Después viene un «que pretendía dedicarme»,
que si se tratara de otro yo, podría dejar clara la cuestión, pues nadie se
dedica libros a sí mismo; pero tratándose de Cánovas, todo es posible.
«Dejándome llevar en aquella sazón de mis
bien conocidas aficiones»...
¡Las aficiones de Cánovas! ¿Quién habla de
otra cosa? Por supuesto, aquella sazón no era sazón ni Dios que lo fundó, era
el punto y hora de marras. ¿Qué diría Cánovas si las palabras de los
sinópticos, In illo tempore..., dixit Jesus discipulis suis, se tradujeran, v.
gr.: «En aquella sazón, dijo Jesús a sus discípulos»? Pues es igual. Hay
sazón cuando la hay, pero no de sazón.
«Pronunció allí ocho discursos sobre los
grandes oradores griegos y las extraordinarias circunstancias políticas y
militares (¡circunstan-cias militares, bendito Dios!) que inspiraron sus
arengas, bastantes para dar buen concepto a cualquier hombre de letras...».
¡Ya lo creo! para sí quisiera usted las
arengas de los grandes oradores griegos. Qué, ¿no es eso? ¿No se refiere a las
arengas griegas, sino a los discursos de Roda? Pues hijo, decirlo. Aquí no hay
estrambote que explique la anfibología, ni mal siquiera.
A estas alturas, el Sr. Cánovas ya ha tomado
vuelo y habla de sí propio como
un libro, y se mezcla con todo lo creado, especialmente la política actual, el
Parlamento, la oratoria parlamentaria... Del Sr. Roda ya no había más que a
veces, por alusión lejana, y tomándole por mingo, aunque sea mala comparación.
Por lo demás, sea por ignorancia o por mala
voluntad, Cánovas, con ocasión de los oradores griegos, no habla palabra de
estos señores; en cuanto a citas, Cormenin y M. Perignan. ¿Y doctrina? aquello
de que la escultura es el arte de Grecia y que la elocuencia era allí
escultural... y nada más; después, vuelta a los Cuerpos Colegisladores y a lo
mal que anda la patria (a la sazón, Cánovas no era ministro).
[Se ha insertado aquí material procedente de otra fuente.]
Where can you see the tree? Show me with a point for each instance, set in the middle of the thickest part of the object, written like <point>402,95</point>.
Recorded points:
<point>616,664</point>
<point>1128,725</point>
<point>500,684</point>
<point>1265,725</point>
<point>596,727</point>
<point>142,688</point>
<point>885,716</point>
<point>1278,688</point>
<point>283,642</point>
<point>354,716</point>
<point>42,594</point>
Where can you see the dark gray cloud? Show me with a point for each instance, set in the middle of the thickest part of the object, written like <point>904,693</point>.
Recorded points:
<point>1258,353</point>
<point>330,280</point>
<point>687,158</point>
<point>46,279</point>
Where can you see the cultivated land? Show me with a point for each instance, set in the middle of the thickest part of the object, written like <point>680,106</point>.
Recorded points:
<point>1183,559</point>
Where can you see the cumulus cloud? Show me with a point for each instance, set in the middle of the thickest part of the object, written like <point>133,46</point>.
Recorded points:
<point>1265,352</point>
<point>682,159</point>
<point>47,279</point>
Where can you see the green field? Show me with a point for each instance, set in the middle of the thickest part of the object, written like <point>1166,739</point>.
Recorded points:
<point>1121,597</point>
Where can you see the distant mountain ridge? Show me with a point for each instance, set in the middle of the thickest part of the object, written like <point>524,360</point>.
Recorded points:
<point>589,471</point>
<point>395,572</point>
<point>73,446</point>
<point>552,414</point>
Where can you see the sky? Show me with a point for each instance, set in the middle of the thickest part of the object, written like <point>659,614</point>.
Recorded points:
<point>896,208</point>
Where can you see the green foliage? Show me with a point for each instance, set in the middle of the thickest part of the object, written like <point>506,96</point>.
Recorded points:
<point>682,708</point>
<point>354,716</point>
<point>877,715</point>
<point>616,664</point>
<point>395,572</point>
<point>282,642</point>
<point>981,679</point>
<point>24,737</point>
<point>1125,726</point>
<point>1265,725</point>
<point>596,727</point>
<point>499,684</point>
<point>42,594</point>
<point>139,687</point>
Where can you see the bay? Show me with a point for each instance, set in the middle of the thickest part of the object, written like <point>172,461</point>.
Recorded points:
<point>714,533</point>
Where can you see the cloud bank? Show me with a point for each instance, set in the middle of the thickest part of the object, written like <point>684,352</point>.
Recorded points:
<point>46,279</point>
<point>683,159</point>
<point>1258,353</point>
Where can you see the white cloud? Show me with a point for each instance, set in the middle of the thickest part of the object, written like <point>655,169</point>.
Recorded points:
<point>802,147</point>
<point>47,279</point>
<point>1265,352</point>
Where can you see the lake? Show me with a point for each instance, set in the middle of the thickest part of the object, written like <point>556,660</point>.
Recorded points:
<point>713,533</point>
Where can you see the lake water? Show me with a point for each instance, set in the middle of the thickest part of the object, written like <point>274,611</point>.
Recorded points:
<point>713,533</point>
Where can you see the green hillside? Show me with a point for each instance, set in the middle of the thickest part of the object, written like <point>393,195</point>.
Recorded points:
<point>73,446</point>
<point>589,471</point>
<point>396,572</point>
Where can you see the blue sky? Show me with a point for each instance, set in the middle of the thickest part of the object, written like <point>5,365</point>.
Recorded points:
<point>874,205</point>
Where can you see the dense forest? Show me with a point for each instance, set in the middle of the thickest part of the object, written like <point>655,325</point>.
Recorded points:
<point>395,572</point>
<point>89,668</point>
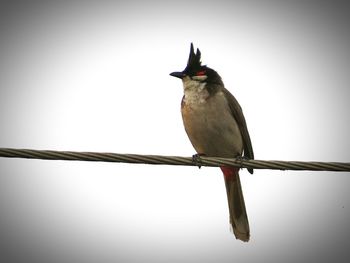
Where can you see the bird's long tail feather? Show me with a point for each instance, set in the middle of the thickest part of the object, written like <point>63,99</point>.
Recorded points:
<point>238,214</point>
No hay cosa más
pobre, más triste, más vulgar, que los tres o cuatro párrafos que en un prólogo
tan largo dedica el prologuista a hablar de la elocuencia griega. ¡Y él es
orador y se las echa de filólogo y de clásico!
Antes de concluir con este asunto, copio
esto: «... Ni los signos ortográficos, ni la puntuación más esmerada bastan
para distribuir bien las frases (en los párrafos muy largos)».
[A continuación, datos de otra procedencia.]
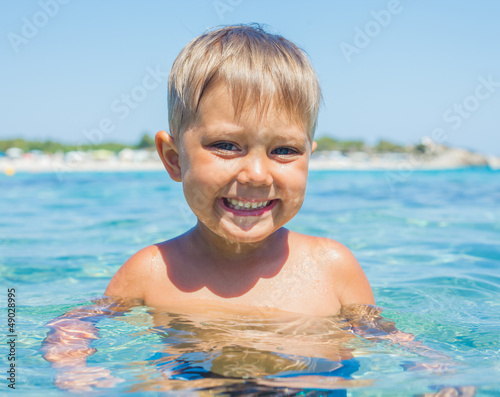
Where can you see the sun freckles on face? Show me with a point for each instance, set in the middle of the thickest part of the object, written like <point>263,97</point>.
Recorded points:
<point>243,177</point>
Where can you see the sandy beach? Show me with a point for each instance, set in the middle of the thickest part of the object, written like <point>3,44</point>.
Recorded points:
<point>328,160</point>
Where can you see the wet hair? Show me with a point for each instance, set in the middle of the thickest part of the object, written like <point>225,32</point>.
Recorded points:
<point>260,69</point>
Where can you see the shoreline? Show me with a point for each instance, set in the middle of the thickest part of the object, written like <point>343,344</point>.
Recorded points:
<point>10,167</point>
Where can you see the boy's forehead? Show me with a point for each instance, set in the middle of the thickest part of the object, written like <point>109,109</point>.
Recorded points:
<point>266,111</point>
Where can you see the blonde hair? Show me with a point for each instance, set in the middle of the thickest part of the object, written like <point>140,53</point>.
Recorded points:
<point>259,68</point>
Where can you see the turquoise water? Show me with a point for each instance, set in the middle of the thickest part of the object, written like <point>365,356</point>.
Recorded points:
<point>429,244</point>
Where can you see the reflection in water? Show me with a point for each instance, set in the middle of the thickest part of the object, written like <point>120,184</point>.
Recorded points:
<point>216,349</point>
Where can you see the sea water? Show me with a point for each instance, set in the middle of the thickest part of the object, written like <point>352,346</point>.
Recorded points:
<point>429,243</point>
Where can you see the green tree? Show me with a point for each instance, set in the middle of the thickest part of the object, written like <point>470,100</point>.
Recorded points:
<point>146,142</point>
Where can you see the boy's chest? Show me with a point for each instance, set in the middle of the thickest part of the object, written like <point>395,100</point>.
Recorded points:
<point>299,287</point>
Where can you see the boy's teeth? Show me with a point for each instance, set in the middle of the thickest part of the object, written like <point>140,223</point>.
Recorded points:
<point>238,204</point>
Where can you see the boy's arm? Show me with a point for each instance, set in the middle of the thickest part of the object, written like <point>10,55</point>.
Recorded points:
<point>133,278</point>
<point>350,279</point>
<point>67,345</point>
<point>68,341</point>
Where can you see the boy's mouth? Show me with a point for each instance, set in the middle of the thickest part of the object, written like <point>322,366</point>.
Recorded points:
<point>248,207</point>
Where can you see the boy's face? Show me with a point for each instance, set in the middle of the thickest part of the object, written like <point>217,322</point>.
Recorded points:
<point>244,178</point>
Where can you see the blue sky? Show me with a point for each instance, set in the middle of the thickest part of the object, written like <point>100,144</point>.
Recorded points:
<point>90,71</point>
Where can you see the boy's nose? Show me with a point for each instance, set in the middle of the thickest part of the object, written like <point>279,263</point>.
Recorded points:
<point>255,171</point>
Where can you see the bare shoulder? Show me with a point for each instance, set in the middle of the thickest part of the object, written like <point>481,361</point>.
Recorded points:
<point>135,275</point>
<point>347,275</point>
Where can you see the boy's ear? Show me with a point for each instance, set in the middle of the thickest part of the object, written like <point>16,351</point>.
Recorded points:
<point>169,154</point>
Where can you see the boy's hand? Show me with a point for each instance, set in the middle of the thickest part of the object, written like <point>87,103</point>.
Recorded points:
<point>83,378</point>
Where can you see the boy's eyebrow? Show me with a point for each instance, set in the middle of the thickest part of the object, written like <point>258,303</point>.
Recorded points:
<point>281,136</point>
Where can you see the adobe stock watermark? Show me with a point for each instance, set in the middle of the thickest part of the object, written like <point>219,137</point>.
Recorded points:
<point>120,109</point>
<point>222,7</point>
<point>364,36</point>
<point>453,117</point>
<point>32,26</point>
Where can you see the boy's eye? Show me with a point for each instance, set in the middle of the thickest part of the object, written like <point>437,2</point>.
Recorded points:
<point>225,146</point>
<point>283,151</point>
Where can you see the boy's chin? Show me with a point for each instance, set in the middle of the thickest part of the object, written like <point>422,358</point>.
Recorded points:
<point>245,234</point>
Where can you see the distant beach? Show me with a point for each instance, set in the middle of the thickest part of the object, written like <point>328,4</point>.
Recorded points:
<point>439,157</point>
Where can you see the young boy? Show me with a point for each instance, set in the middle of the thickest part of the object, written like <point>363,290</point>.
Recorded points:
<point>243,106</point>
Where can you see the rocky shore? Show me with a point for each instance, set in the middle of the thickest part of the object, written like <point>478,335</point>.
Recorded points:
<point>439,158</point>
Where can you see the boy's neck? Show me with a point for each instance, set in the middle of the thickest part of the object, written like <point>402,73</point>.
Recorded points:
<point>214,246</point>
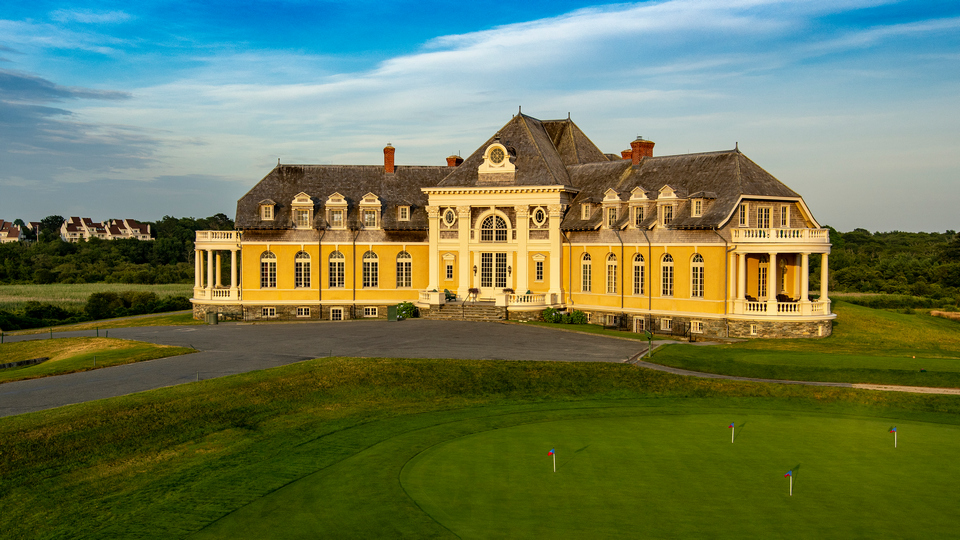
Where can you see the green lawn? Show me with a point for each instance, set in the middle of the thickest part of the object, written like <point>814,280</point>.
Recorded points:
<point>69,355</point>
<point>867,346</point>
<point>74,296</point>
<point>322,448</point>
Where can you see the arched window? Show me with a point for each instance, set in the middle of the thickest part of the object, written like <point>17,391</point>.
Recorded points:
<point>301,269</point>
<point>611,274</point>
<point>638,274</point>
<point>404,270</point>
<point>585,273</point>
<point>268,270</point>
<point>371,270</point>
<point>696,276</point>
<point>336,269</point>
<point>493,229</point>
<point>667,281</point>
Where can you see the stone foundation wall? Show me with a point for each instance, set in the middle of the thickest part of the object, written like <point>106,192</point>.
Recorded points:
<point>780,329</point>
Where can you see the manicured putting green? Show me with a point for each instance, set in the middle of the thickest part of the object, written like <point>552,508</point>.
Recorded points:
<point>679,476</point>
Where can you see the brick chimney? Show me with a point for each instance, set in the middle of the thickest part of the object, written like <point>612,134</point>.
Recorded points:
<point>641,148</point>
<point>388,152</point>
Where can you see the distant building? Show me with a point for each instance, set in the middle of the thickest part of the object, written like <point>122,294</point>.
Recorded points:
<point>537,216</point>
<point>76,229</point>
<point>9,232</point>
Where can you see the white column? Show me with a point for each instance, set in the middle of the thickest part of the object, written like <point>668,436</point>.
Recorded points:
<point>523,228</point>
<point>463,256</point>
<point>824,279</point>
<point>210,271</point>
<point>433,215</point>
<point>197,269</point>
<point>233,273</point>
<point>556,253</point>
<point>772,284</point>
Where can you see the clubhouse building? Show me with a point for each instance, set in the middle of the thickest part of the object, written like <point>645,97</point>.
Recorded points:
<point>536,217</point>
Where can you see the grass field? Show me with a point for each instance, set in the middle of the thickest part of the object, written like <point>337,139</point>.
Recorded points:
<point>75,296</point>
<point>867,346</point>
<point>346,447</point>
<point>69,355</point>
-¿Conque... ni los signos ortográficos ni la
puntuación? Y la puntuación, ¿qué es si no es signo ortográfico? Coja usted la
gramática, ábrala por el índice, no pasemos del índice. Pág. 418 (última edición) dice:
Parte cuarta: Ortografía.
-Cap. IV. De los signos de puntuación», y no
habla de más signos que estos. Signos de puntuación, ya lo oye usted, y en la Ortografía...
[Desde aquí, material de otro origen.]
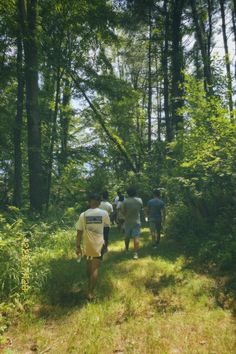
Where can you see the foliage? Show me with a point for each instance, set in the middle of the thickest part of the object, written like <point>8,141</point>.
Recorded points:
<point>200,190</point>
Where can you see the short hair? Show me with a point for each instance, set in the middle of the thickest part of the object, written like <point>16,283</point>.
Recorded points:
<point>105,195</point>
<point>157,193</point>
<point>131,191</point>
<point>94,196</point>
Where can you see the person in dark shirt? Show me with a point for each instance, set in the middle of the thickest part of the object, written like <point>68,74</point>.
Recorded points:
<point>156,214</point>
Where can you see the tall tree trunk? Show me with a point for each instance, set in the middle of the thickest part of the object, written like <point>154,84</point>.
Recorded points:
<point>234,30</point>
<point>29,22</point>
<point>227,59</point>
<point>64,122</point>
<point>17,196</point>
<point>159,110</point>
<point>53,138</point>
<point>203,48</point>
<point>150,81</point>
<point>165,54</point>
<point>177,65</point>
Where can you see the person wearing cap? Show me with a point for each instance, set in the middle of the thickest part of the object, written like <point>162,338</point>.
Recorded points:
<point>131,209</point>
<point>91,225</point>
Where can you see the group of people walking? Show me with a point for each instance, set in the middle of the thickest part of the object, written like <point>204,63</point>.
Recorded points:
<point>94,226</point>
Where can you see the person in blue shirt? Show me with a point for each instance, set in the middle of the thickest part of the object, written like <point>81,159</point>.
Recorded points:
<point>155,214</point>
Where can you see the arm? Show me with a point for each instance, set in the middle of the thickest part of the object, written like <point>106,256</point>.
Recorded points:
<point>78,242</point>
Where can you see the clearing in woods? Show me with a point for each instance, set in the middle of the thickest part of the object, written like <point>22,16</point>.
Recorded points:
<point>159,303</point>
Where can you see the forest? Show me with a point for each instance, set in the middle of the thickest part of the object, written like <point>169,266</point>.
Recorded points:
<point>101,95</point>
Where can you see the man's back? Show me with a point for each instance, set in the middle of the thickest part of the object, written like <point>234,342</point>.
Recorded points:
<point>131,208</point>
<point>155,207</point>
<point>105,205</point>
<point>94,220</point>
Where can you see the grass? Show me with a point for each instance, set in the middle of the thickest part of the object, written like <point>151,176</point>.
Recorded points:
<point>157,304</point>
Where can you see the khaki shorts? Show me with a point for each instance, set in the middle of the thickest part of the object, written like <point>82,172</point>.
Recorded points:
<point>155,225</point>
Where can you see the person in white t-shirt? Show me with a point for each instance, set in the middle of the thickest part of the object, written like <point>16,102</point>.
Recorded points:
<point>94,220</point>
<point>105,205</point>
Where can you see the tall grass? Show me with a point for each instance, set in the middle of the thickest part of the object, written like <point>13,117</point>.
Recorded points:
<point>160,303</point>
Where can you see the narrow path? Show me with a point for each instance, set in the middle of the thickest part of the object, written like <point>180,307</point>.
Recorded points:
<point>157,304</point>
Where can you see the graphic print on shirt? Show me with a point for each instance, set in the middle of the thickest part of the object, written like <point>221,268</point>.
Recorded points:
<point>93,219</point>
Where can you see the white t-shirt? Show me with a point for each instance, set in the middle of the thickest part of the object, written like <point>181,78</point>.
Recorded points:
<point>104,205</point>
<point>95,220</point>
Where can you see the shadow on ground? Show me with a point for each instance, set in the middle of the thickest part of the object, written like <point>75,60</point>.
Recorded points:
<point>65,287</point>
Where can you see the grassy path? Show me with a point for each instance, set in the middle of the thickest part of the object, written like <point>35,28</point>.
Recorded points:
<point>157,304</point>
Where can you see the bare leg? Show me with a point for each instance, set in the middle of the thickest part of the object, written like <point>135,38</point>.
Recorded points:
<point>136,244</point>
<point>127,243</point>
<point>92,272</point>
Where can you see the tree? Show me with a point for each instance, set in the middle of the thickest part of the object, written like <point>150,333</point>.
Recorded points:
<point>28,15</point>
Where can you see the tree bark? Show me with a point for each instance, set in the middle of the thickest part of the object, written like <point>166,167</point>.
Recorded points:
<point>227,59</point>
<point>53,138</point>
<point>29,22</point>
<point>203,48</point>
<point>234,30</point>
<point>165,54</point>
<point>177,65</point>
<point>17,195</point>
<point>64,123</point>
<point>150,81</point>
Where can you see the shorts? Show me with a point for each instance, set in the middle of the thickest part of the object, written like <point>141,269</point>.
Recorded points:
<point>90,258</point>
<point>132,230</point>
<point>155,225</point>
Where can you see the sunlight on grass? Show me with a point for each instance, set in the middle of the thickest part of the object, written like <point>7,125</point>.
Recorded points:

Por lo demás, es claro que la puntuación no
sirve para distribuir bien las frases en los períodos largos o cortos; este
trabajo ha de tomársele el escritor, las frases son incumbencia del que escribe; los
pobres signos sólo sirven para señalar, es claro, ello mismo lo dice; y
bastante hacen. Ahora me explico yo cómo Cánovas es tan laberíntico en sus
parrafadas. Justo; les deja a los signos ortográficos, y en su defecto a la
puntuación, que distribuyan las frases (como
él dice), y así sale ello.
Pero salgamos de este prólogo, que no merece
tanta conversación.
Por supuesto, que aquí empieza Cánovas, como siempre, hablando de
sí propio, y esta es mi tesis principal. Comienza reclamando para sí la pena
mayor por la muerte de Moreno Nieto, y después de pocos renglones viene a
decirnos que él piensa sobrevivir a todos sus contemporáneos; sobrevivir aquí
en la tierra, entiéndase, vivo de veras, no ya en la fama, que de eso no hay
que hablar siquiera.
Habla del hueco que van dejando los
coetáneos difuntos, y dice: «Hueco que anuncia la soledad pavorosa en que hemos de llegar los
más felices (por si acaso, solo y todo se tiene por feliz, ¡ya lo creo!) al
fatal término de la jornada». Por donde se ve que Cánovas, como
San Juan , el
discípulo amado, cree tener alguna promesa de llegar a muy viejo. Y es claro
que lo más del
tiempo pensará gastarlo en ser presidente del Consejo de ministros. ¡Bonito
porvenir!
Ahora oigan ustedes esto.
«Ayer, señores, o casi ayer (bueno,
anteayer), desapareció Selgas, y algo antes desapareció Ayala también.
Pertenecían todos tres a la generación que empieza a dispensarse, (será errata,
querrá decir dispersarse; pero tampoco así está bien, ni medio bien. Morirse no
es dispersarse. Y dispensarse, por si no es errata, mucho menos).
»Los tres eran purísimas glorias de ella, y
lejos de estorbarse en la vida (¿por que habían de estorbarse, santo varón?
¿Cree usted que todos son como usted, que hasta les tiene envidia a los
apóstoles por las muchas lenguas que sabían, siendo así que usted no sabe casi
ninguna?), lejos de estorbarse en la vida se sumaban, más bien, y completaban;
valían tanto los tres en suma (claro, en suma, si se sumaban...), que quizá a
un tiempo (ahora va lo gordo), que quizá a un tiempo mayores no los ha
producido ninguna generación en nuestra patria».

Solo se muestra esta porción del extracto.